Li Z, Gastwirth J L, Gail M H
Department of Statistics, George Washington University, 2201 G Street NW., Washington, DC 20052, USA.
Ann Hum Genet. 2005 May;69(Pt 3):296-314. doi: 10.1046/j.1529-8817.2005.00169.x.
Both population based and family based case control studies are used to test whether particular genotypes are associated with disease. While population based studies have more power, cryptic population stratification can produce false-positive results. Family-based methods have been introduced to control for this problem. This paper presents the full likelihood function for family-based association studies for nuclear families ascertained on the basis of their number of affected and unaffected children. The likelihood of a family factors into the probability of parental mating type, conditional on offspring phenotypes, times the probability of offspring genotypes given their phenotypes and the parental mating type. The first factor can be influenced by population stratification, whereas the latter factor, called the conditional likelihood, is not. The conditional likelihood is used to obtain score tests with proper size in the presence of population stratification (see also Clayton (1999) and Whittemore & Tu (2000)). Under either the additive or multiplicative model, the TDT is known to be the optimal score test when the family has only one affected child. Thus, the class of score tests explored can be considered as a general family of TDT-like procedures. The relative informativeness of the various mating types is assessed using the Fisher information, which depends on the number of affected and unaffected offspring and the penetrances. When the additive model is true, families with parental mating type Aa x Aa are most informative. Under the dominant (recessive) model, however, a family with mating type Aa x aa(AA x Aa) is more informative than a family with doubly heterozygous (Aa x Aa) parents. Because we derive explicit formulae for all components of the likelihood, we are able to present tables giving required sample sizes for dominant, additive and recessive inheritance models.

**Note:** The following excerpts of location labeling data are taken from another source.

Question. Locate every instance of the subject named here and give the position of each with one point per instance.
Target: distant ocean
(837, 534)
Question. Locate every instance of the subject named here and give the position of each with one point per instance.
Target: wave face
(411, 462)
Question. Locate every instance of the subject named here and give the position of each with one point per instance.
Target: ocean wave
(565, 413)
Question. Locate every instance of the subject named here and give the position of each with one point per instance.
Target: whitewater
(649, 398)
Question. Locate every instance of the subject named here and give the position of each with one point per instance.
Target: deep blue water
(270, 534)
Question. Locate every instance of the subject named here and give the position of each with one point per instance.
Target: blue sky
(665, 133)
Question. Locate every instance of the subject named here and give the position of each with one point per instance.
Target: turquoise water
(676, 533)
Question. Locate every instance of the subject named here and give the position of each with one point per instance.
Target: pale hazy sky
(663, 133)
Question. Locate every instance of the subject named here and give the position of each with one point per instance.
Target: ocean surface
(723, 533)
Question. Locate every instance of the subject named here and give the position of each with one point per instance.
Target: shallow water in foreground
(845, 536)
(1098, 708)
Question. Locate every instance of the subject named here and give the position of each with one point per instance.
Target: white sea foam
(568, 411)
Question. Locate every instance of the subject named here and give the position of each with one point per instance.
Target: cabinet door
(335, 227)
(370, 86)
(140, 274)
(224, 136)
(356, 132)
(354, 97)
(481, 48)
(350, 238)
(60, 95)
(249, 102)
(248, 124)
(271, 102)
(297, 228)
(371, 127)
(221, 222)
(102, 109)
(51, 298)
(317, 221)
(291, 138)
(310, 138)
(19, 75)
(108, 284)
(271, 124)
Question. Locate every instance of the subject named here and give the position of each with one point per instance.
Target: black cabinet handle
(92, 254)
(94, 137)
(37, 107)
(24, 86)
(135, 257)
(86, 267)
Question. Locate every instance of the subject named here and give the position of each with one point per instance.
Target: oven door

基于人群和基于家系的病例对照研究均用于检验特定基因型是否与疾病相关。虽然基于人群的研究效力更强,但隐秘的人群分层可能会产生假阳性结果。基于家系的方法已被引入以控制这一问题。本文给出了基于家系的关联研究的完整似然函数,该研究针对核心家庭,根据其患病和未患病子女的数量来确定。一个家庭的似然性可分解为基于后代表型的亲代交配类型概率,乘以给定其表型和亲代交配类型时后代基因型的概率。第一个因素可能受人群分层影响,而后者,即条件似然性,则不受影响。在存在人群分层的情况下,条件似然性用于获得具有适当检验水准的计分检验(另见Clayton(1999年)和Whittemore与Tu(2000年))。在加性或乘性模型下,当家庭只有一个患病子女时,传递不平衡检验(TDT)是最优的计分检验。因此,所探讨的计分检验类别可被视为一类类似TDT的通用程序。使用费希尔信息评估各种交配类型的相对信息量,费希尔信息取决于患病和未患病后代的数量以及外显率。当加性模型成立时,亲代交配类型为Aa×Aa的家庭信息量最大。然而,在显性(隐性)模型下,交配类型为Aa×aa(AA×Aa)的家庭比双亲均为双杂合子(Aa×Aa)的家庭信息量更大。由于我们推导了似然性所有组成部分的显式公式,所以能够给出显性、加性和隐性遗传模型所需样本量的表格。